Harte Jungs treffen bei der vierten Ausgabe des Programms “Im Aufschwung“ auf die Tänzer des Bundesjugendballetts.

EDT. "Man kennt Frauen in diesen Röcken und Männer in Strumpfhosen, aber ich habe mich nie mit Ballett befasst", sagt ein Häftling in Lukas Palms Dokumentation "Rap auf Ballett" über das Projekt des Bundesjugendballetts in der Justizvollzugsanstalt Rottenburg am Neckar. Schatten verdeckt sein Gesicht. Die Konturen eines Scherenschnitts. Keiner der sechs an diesem ungewöhnlichen Experiment beteiligten Rapper ist im Film zu erkennen. Ausschnitte sind bei der Premiere "Im Aufschwung IV" heute Abend zu sehen, wie auch die sieben von den Tänzern gemeinsam choreografierten Songs zu hören sind. Zwei frühere, mittlerweile wieder freigelassene Gefangene rappen live ihre Texte.
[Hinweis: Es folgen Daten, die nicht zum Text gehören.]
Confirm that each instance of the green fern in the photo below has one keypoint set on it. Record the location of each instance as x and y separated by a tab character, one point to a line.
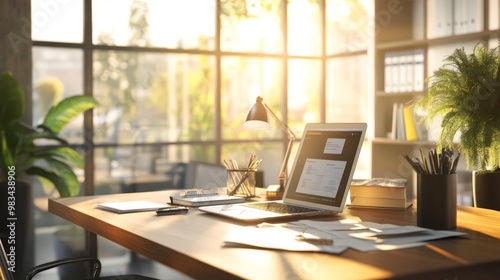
465	91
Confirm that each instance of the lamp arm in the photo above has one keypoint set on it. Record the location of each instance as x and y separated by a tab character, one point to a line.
291	138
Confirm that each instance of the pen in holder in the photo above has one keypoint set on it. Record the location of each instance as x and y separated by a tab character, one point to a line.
241	182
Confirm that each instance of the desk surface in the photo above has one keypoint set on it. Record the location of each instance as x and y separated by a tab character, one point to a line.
192	244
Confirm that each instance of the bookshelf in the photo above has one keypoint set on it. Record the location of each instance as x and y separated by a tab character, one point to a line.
433	28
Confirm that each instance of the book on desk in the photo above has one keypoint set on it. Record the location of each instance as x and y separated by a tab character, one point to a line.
203	197
379	193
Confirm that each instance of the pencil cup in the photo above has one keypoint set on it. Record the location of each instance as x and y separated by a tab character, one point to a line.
241	182
437	201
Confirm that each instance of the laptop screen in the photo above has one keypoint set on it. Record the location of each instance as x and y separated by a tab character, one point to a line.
324	164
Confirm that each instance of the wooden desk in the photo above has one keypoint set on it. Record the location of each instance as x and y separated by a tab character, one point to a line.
192	244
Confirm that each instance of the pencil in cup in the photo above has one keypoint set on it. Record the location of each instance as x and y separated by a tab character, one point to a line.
241	182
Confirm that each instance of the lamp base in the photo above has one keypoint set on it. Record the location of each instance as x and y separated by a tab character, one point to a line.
274	192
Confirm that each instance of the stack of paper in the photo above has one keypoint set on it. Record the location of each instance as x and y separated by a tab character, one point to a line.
360	236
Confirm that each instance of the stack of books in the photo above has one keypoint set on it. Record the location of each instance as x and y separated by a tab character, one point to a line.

"Sie handeln von Dingen, die ich erlebt habe", sagt einer. "Ich schreibe mir den Druck und den Frust von der Seele." Sein Song heißt denn auch "Tagebuch": "Meine Ängste aufgeschrieben/Mit Tränen aufs Blatt". Der coole Junge spricht seine ansonsten verheimlichten Gedanken und Gefühle aus. Er bezweifelte jedoch zunächst, ob das mit dem Spitzentanz im Tutu funktionieren könnte. "Wie soll das denn aussehen, meine Güte? Gangsta-Rap ist ziemlich hart und direkt auf die Fresse."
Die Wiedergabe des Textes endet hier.